R Marants1*, E Qirjazi2 , C Grant2 , C McIntyre1,2,3 , T Lee1,3 , (1) Department of Medical Biophysics, Western University, London, ON (2) Lilibeth Caberto Kidney Clinical Research Unit, London, ON (3) Lawson Health Research Institute, London, ON


(Tuesday, 7/16/2019) 4:30 PM - 6:00 PM

Room: 304ABC

Purpose: Residual renal function (RRF) is associated with improved clinical outcomes but it characteristically declines upon hemodialysis (HD) initiation. Although the reason for this is not clear, recurrent renal ischemic insults may be responsible. The purpose of this work was to assess the effects of HD on renal hemodynamics using CT perfusion (CTP) imaging and to explore dialysate cooling as a protective intervention against intradialytic circulatory stress.

Methods: 29 patients (on HD ≥3 months, urine output <250 mL/day) provided informed consent. 14 patients underwent standard (36.5°C dialysate temperature) HD while 15 patients were randomized to receive standard or cooled (35.0°C) HD first in a 2-visit crossover study. Free-breathing CTP imaging was performed before, during and after HD (2 min/scan) on a 256-slice scanner (GE Healthcare) without interrupting HD. Non-rigid registration and ASIR were used to reduce breathing motion and image noise, respectively. Renal perfusion maps were generated from the processed images.

Results: Average baseline renal perfusion was markedly reduced compared to normal (33.2 vs. >200 mL/min/100g) and was related to time on dialysis (r=-0.35, p<0.01). Renal perfusion dropped approximately 20% (p<0.01) and 10% (NS) during standard and cooled HD, respectively (drops were not different from one another). Decreased renal perfusion was observed in 65% and 50% of kidneys during standard and cooled HD, respectively (not significantly different).

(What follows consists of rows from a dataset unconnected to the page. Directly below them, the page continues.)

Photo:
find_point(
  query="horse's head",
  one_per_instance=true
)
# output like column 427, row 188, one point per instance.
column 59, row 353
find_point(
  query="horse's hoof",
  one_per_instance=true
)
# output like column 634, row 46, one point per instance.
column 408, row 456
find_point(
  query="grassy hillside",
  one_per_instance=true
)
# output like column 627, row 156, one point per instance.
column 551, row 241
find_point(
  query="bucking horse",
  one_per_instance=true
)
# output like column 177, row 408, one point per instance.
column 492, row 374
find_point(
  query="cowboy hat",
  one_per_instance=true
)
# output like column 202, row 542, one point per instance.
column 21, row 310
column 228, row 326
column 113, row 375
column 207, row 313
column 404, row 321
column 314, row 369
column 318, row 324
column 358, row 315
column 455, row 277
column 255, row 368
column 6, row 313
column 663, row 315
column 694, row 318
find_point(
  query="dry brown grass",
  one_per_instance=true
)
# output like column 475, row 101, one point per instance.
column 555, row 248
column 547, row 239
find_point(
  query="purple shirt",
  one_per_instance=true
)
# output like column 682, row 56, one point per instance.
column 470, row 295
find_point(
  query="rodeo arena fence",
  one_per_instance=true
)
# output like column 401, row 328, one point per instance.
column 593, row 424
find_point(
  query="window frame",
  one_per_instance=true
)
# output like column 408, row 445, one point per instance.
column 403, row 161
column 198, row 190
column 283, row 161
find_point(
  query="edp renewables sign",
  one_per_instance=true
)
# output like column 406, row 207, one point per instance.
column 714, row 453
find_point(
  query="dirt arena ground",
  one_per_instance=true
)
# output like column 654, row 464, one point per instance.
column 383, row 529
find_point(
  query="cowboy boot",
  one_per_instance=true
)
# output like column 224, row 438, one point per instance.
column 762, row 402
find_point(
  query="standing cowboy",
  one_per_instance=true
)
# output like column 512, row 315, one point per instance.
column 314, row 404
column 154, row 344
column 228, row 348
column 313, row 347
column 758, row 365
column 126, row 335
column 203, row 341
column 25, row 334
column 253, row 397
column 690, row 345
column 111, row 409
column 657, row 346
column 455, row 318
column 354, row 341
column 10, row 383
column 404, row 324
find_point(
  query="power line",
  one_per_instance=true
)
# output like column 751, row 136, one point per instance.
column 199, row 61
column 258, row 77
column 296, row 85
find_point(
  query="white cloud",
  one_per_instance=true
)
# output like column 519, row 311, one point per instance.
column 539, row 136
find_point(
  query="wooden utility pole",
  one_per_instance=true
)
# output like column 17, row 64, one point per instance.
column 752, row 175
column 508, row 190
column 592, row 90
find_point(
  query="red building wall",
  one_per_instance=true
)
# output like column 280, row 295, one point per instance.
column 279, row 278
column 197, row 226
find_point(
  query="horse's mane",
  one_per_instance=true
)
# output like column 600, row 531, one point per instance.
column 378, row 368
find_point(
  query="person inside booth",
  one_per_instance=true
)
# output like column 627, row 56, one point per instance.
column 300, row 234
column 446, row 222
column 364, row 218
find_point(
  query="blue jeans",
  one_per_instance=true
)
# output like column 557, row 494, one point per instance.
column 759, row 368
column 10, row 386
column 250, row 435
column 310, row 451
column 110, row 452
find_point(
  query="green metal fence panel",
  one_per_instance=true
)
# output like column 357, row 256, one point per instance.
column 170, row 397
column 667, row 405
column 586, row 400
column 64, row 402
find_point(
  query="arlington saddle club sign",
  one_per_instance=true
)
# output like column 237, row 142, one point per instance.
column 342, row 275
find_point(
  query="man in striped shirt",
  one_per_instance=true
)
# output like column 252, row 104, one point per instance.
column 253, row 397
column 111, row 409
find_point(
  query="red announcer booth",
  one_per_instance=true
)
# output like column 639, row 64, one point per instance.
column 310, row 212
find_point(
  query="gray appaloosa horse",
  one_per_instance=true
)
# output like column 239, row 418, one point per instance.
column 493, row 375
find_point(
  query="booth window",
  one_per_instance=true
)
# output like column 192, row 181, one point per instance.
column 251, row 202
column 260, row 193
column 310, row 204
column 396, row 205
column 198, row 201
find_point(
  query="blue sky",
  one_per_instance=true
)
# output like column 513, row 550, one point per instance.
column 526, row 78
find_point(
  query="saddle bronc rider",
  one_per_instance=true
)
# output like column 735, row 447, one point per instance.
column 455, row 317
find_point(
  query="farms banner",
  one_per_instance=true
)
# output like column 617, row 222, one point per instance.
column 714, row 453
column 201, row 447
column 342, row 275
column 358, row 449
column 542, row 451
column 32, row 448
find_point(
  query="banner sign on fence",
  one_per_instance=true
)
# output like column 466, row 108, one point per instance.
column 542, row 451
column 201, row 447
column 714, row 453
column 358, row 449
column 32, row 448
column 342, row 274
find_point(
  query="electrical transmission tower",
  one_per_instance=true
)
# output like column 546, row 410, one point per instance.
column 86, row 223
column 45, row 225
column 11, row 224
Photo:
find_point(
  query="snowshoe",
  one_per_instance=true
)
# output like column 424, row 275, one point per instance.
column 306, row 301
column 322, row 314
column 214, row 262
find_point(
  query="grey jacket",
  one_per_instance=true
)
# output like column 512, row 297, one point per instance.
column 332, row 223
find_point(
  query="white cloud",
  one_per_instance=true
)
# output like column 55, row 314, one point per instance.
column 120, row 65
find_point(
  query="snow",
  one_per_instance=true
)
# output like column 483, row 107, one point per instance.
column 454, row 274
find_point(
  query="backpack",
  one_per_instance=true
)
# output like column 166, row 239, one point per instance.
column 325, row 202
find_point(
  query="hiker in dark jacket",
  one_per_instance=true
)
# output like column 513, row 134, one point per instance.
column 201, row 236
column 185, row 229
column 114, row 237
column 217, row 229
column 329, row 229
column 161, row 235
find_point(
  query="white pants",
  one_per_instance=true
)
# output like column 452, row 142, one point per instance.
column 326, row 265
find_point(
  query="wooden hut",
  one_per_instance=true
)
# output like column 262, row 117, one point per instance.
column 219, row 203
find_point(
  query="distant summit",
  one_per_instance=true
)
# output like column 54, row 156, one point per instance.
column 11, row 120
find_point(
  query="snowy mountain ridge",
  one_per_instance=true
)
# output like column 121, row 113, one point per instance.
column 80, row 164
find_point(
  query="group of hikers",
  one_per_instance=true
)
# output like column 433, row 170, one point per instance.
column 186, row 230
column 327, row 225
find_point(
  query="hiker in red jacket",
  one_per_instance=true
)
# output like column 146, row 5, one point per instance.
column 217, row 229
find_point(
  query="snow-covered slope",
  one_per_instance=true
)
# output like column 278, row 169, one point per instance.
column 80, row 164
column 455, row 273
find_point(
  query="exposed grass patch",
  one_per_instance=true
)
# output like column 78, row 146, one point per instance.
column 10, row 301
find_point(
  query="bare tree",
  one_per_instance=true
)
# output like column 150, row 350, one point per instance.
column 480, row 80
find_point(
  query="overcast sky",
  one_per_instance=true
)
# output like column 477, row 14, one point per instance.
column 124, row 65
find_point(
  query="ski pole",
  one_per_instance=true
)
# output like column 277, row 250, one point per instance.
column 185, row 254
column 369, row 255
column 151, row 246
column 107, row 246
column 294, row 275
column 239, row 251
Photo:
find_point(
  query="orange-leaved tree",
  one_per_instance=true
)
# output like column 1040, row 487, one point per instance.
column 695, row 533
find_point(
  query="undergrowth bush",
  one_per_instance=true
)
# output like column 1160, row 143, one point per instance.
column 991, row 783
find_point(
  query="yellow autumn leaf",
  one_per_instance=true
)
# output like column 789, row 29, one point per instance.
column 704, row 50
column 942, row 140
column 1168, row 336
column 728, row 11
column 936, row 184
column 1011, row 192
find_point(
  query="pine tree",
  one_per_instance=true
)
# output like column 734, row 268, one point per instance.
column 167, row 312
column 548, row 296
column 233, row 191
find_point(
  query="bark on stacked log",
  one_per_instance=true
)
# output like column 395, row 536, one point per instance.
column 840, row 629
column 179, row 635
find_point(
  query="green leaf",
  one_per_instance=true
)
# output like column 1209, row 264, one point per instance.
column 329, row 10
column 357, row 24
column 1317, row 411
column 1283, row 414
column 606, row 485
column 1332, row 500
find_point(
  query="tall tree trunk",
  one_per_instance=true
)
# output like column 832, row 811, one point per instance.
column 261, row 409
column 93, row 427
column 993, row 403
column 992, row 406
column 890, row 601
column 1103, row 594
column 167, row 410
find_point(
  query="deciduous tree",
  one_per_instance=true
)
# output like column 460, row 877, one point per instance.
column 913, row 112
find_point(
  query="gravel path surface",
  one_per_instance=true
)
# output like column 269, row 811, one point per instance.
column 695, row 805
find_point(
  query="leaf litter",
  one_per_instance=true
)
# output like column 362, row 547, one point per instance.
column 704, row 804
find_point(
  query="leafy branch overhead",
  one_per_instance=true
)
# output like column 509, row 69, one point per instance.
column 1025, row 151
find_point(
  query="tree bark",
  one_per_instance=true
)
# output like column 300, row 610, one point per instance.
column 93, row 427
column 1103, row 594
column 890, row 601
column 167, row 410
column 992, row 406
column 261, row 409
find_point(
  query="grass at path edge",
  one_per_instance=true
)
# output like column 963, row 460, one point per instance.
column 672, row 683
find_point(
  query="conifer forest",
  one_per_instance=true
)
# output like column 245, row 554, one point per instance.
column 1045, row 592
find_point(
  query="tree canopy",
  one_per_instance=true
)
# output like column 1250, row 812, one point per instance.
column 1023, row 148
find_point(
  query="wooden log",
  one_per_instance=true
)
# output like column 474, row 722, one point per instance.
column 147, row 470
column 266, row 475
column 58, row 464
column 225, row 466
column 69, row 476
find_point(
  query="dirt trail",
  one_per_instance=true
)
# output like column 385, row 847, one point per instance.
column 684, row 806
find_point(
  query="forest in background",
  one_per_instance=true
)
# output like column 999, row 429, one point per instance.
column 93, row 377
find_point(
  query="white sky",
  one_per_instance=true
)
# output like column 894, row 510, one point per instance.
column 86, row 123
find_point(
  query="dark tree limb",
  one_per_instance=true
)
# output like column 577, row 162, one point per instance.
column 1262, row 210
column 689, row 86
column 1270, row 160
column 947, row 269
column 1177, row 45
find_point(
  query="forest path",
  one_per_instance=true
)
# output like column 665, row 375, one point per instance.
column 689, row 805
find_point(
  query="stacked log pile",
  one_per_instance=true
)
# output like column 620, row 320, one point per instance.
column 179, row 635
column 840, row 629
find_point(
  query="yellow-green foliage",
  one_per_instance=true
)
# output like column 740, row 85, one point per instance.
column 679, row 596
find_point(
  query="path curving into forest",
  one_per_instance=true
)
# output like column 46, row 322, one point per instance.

Conclusion: This is the first study to demonstrate that HD-induced circulatory stress is linked to a significant decline in renal perfusion and that cooling trended towards mitigating these effects. Recurrent HD-induced renal ischemia resulting in cumulative kidney injury lays the ground work towards pathophysiologically explaining the previously observed relationship between time spent on dialysis and declining RRF. Future work should focus on patients with higher RRF and to longitudinally follow incident HD patients with respect to declining RRF.

Funding Support, Disclosures, and Conflict of Interest: TYL licenses the CT Perfusion software to GE Healthcare. The other authors of this article have no other relevant conflicts of interest to disclose.